Building Conversational AI with LLMs and Agents
Appendix B: Machine Learning Essentials

B.2 Loss Functions and Optimization

Covered in Detail

For a comprehensive treatment of loss functions, gradient descent, and optimization, see Section 0.1: ML Basics: Features, Optimization & Generalization. For hands-on PyTorch training loops, see Section 0.3: PyTorch Tutorial.

This page collects the most commonly referenced loss functions and optimizers in a single lookup table. For derivations, intuition, and worked examples, see the main text references above.

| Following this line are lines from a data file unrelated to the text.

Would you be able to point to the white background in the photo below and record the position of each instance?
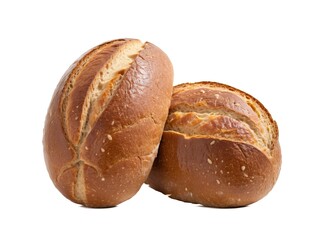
(270, 49)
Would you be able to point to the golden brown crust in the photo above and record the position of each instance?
(220, 147)
(105, 122)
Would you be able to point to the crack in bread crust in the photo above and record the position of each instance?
(99, 94)
(223, 121)
(190, 104)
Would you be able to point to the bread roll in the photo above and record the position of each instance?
(220, 147)
(105, 122)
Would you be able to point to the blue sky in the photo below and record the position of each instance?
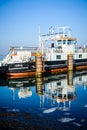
(20, 20)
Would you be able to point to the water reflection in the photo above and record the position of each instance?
(59, 98)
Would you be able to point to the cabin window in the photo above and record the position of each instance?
(64, 41)
(59, 42)
(58, 56)
(58, 83)
(69, 42)
(80, 55)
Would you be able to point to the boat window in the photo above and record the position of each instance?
(80, 55)
(64, 41)
(69, 42)
(59, 42)
(58, 56)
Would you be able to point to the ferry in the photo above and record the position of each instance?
(62, 45)
(57, 52)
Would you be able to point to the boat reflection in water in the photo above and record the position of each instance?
(56, 99)
(57, 90)
(22, 85)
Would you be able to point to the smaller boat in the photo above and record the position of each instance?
(19, 62)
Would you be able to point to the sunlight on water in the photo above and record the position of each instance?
(50, 102)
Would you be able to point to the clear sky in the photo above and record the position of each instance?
(20, 20)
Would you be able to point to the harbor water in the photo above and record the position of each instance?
(53, 102)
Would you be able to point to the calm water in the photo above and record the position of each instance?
(50, 103)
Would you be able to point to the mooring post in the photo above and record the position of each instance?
(38, 64)
(70, 62)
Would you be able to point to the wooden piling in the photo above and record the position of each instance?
(39, 64)
(70, 61)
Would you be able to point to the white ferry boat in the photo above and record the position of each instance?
(62, 44)
(54, 47)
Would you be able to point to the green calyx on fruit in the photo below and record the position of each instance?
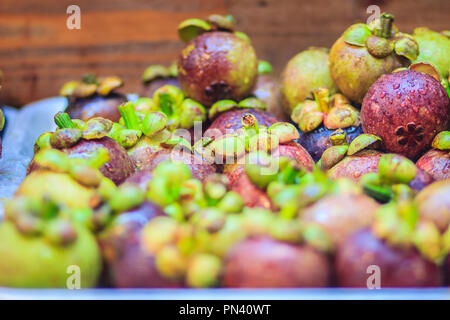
(441, 141)
(33, 217)
(397, 222)
(191, 28)
(2, 120)
(381, 39)
(334, 112)
(434, 48)
(227, 105)
(84, 171)
(394, 169)
(340, 149)
(264, 67)
(155, 125)
(70, 131)
(158, 71)
(90, 85)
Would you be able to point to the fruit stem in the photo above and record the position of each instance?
(322, 98)
(63, 121)
(386, 21)
(166, 104)
(249, 122)
(129, 116)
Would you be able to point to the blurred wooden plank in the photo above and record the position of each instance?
(38, 53)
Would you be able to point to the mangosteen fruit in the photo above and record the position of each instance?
(399, 248)
(156, 76)
(267, 90)
(434, 204)
(406, 109)
(433, 49)
(68, 181)
(337, 218)
(216, 63)
(226, 116)
(93, 97)
(81, 140)
(40, 247)
(305, 72)
(2, 124)
(267, 263)
(161, 123)
(317, 119)
(436, 162)
(365, 52)
(128, 265)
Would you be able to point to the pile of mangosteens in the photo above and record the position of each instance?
(222, 175)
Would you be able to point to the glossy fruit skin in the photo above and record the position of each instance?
(230, 121)
(267, 89)
(317, 141)
(96, 106)
(436, 163)
(398, 267)
(59, 187)
(118, 168)
(150, 87)
(32, 262)
(339, 219)
(128, 264)
(267, 263)
(434, 204)
(366, 161)
(406, 110)
(354, 69)
(217, 65)
(433, 48)
(199, 168)
(305, 72)
(254, 196)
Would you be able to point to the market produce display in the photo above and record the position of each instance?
(221, 175)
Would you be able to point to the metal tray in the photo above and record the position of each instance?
(25, 126)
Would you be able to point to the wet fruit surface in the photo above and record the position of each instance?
(128, 264)
(406, 110)
(118, 168)
(317, 141)
(215, 66)
(398, 267)
(265, 263)
(338, 219)
(305, 72)
(230, 122)
(267, 90)
(96, 106)
(436, 163)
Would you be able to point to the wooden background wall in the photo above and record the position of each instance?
(38, 53)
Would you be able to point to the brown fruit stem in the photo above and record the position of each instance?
(386, 21)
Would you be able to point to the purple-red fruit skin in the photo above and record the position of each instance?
(230, 122)
(128, 265)
(267, 263)
(96, 106)
(406, 109)
(398, 267)
(436, 163)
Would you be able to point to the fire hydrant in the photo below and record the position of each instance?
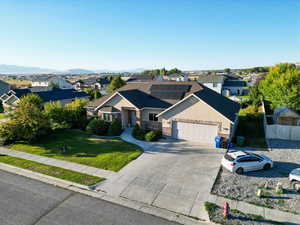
(226, 210)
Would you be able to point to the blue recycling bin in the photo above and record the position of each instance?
(218, 141)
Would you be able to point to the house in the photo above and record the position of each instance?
(98, 83)
(48, 81)
(234, 87)
(144, 78)
(286, 116)
(177, 77)
(65, 96)
(214, 82)
(4, 87)
(183, 110)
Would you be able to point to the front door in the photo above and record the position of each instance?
(131, 118)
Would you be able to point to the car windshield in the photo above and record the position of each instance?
(228, 157)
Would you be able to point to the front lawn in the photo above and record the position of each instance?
(53, 171)
(81, 147)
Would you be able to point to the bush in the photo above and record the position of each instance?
(150, 136)
(153, 135)
(138, 133)
(115, 128)
(97, 126)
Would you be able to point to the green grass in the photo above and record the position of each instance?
(108, 154)
(53, 171)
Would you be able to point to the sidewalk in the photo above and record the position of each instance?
(60, 163)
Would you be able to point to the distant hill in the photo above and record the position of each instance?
(14, 69)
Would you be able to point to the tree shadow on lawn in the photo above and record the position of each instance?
(280, 169)
(79, 144)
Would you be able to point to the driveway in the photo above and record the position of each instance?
(172, 175)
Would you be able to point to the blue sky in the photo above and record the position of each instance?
(128, 34)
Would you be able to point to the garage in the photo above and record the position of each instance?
(196, 132)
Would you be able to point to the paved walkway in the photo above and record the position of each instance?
(60, 163)
(173, 175)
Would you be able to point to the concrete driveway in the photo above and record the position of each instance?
(172, 175)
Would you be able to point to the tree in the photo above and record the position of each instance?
(94, 94)
(255, 95)
(282, 86)
(56, 114)
(115, 84)
(76, 113)
(28, 122)
(227, 70)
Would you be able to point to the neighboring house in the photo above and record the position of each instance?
(286, 116)
(65, 96)
(234, 87)
(183, 110)
(144, 78)
(4, 87)
(214, 82)
(100, 84)
(50, 82)
(176, 77)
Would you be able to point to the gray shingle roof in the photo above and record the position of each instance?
(223, 105)
(211, 79)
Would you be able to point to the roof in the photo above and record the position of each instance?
(109, 109)
(93, 80)
(54, 95)
(211, 79)
(234, 83)
(153, 94)
(220, 103)
(141, 78)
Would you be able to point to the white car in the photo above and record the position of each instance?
(294, 178)
(240, 162)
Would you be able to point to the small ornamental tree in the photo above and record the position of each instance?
(115, 84)
(28, 122)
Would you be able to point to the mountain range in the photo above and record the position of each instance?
(14, 69)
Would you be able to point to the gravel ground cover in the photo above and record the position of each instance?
(286, 157)
(236, 217)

Loss Functions Quick Reference

Common Loss Functions
Loss Function Formula Use Case
Cross-Entropy $- \Sigma y_i \log(p_i)$ Language modeling, classification
Mean Squared Error $(1/n) \Sigma (y_i - p_i)^2$ Regression, reward modeling
Binary Cross-Entropy $-[y \log(p) + (1-y) \log(1-p)]$ Binary classification, DPO preference pairs
Contrastive Loss Various formulations Embedding training (Chapter 18), CLIP
Hinge Loss $\max(0, 1 - y \cdot p)$ SVMs, ranking tasks

Optimizers Quick Reference

Optimizers Commonly Used in LLM Training
Optimizer Key Property Typical Use
SGD Simple gradient updates; requires LR tuning Classical ML, some vision models
Adam Adaptive per-parameter learning rates (1st + 2nd moment) Default for most neural networks
AdamW Adam with decoupled weight decay BERT, GPT, most modern LLMs
Adafactor Memory-efficient factorized 2nd moments Very large models where Adam is too memory-heavy
Learning Rate Scheduling

Most LLM training runs use a warmup phase (learning rate increases linearly from 0 to its peak over the first few thousand steps) followed by a cosine decay (learning rate decreases smoothly back toward 0). This schedule prevents early instability and allows fine-grained convergence later in training. For implementation details, see Section 0.1.